Segundo o Supremo, o Poder Público passa a ser obrigado a ouvir representantes das comunidades afetadas; avisá-las com antecedência da situação; dar um "prazo razoável" para a desocupação e encaminhar quem precise para "abrigos" ou adotar "outra medida eficaz para resguardar o direito à moradia".
Resta fazer, no entanto, que saiam do papel. Benedito Barbosa, da União de Movimentos de Moradia (UMM) e da Central de Movimentos Populares (CMP), diz que a luta pelo cumprimento da ADPF 828 é a de que “os despejos não possam mais, no Brasil, desencadear situações em que as pessoas fiquem de fato desabrigadas, desamparadas pelo Estado. Esse é o grande objetivo da decisão”.
“Para isso”, salienta Benedito, “esses processos precisam estar articulados entre os governos federal, estadual, municipal, com os tribunais e os órgãos da sociedade civil”.
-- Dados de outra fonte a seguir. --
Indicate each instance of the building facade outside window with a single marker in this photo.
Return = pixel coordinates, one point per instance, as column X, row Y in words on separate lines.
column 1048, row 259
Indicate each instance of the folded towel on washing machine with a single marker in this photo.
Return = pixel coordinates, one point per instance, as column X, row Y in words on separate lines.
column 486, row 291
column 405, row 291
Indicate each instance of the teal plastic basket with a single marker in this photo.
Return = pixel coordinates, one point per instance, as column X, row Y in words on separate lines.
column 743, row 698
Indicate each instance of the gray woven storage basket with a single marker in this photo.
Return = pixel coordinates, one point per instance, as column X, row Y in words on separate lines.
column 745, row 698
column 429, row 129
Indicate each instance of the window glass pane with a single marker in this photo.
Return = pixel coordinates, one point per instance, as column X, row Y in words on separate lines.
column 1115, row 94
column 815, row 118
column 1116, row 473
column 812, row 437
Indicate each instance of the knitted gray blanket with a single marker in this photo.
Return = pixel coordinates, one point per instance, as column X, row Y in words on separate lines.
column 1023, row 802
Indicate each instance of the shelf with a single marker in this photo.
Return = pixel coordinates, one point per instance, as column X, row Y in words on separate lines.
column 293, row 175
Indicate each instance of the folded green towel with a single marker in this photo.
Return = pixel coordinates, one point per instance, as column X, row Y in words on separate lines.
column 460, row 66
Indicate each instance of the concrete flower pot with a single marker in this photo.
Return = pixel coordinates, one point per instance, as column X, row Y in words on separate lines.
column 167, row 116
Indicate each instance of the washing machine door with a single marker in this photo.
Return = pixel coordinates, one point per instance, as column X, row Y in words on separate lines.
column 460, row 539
A relação dos movimentos com o novo governo
“Independentemente do debate de compor, ser base ou apoiar o governo, é necessário pressioná-lo para que avance numa política de desconcentração da terra urbana e rural no país”, defende Rud Rafael, para quem esse caminho deve ser menos difícil de trilhar do que tem sido nos últimos anos.
“A gente não tem ilusões de derrubar os muros que afastam o Judiciário da sociedade. Mas pelo menos a ADPF 828 cria passagens para o debate”, avalia. “Do ponto de vista do Legislativo e do Executivo, a expectativa é retomar um outro nível de diálogo, ao menos de garantia do Estado democrático de direito no país”, completa.
Camila Sofia reforça que, de qualquer forma, “o papel enquanto movimento social” seguirá sendo feito: “ocupar para denunciar as propriedades que não cumprem a função social, para garantir o direito à moradia das famílias sem teto de todo país”.
Reparação histórica
Com boa expectativa em relação à interlocução com o governo petista e a retomada de políticas habitacionais que foram desmontadas por Bolsonaro, Benedito salienta, no entanto, que a luta dos movimentos de moradia busca alterar uma lógica de exclusão sistemática que atravessa séculos.
Citando a escravidão e a Lei de Terras de 1850 (que estabeleceu a propriedade privada no Brasil, impondo restrições para que a população negra não tivesse acesso à terra), Barbosa ressalta que as estatísticas dos que sofrem risco de despejo hoje não são coincidência.
Segundo levantamento da Campanha Despejo Zero, das cerca de 900 mil pessoas em todo o país que podem ser colocadas, à força, na rua, dois terços são negras.
“Nossa luta é para alterar essa lógica”, ressalta Benedito, para quem “o componente racial e reparatório é fundamental no enfrentamento aos despejos no Brasil”.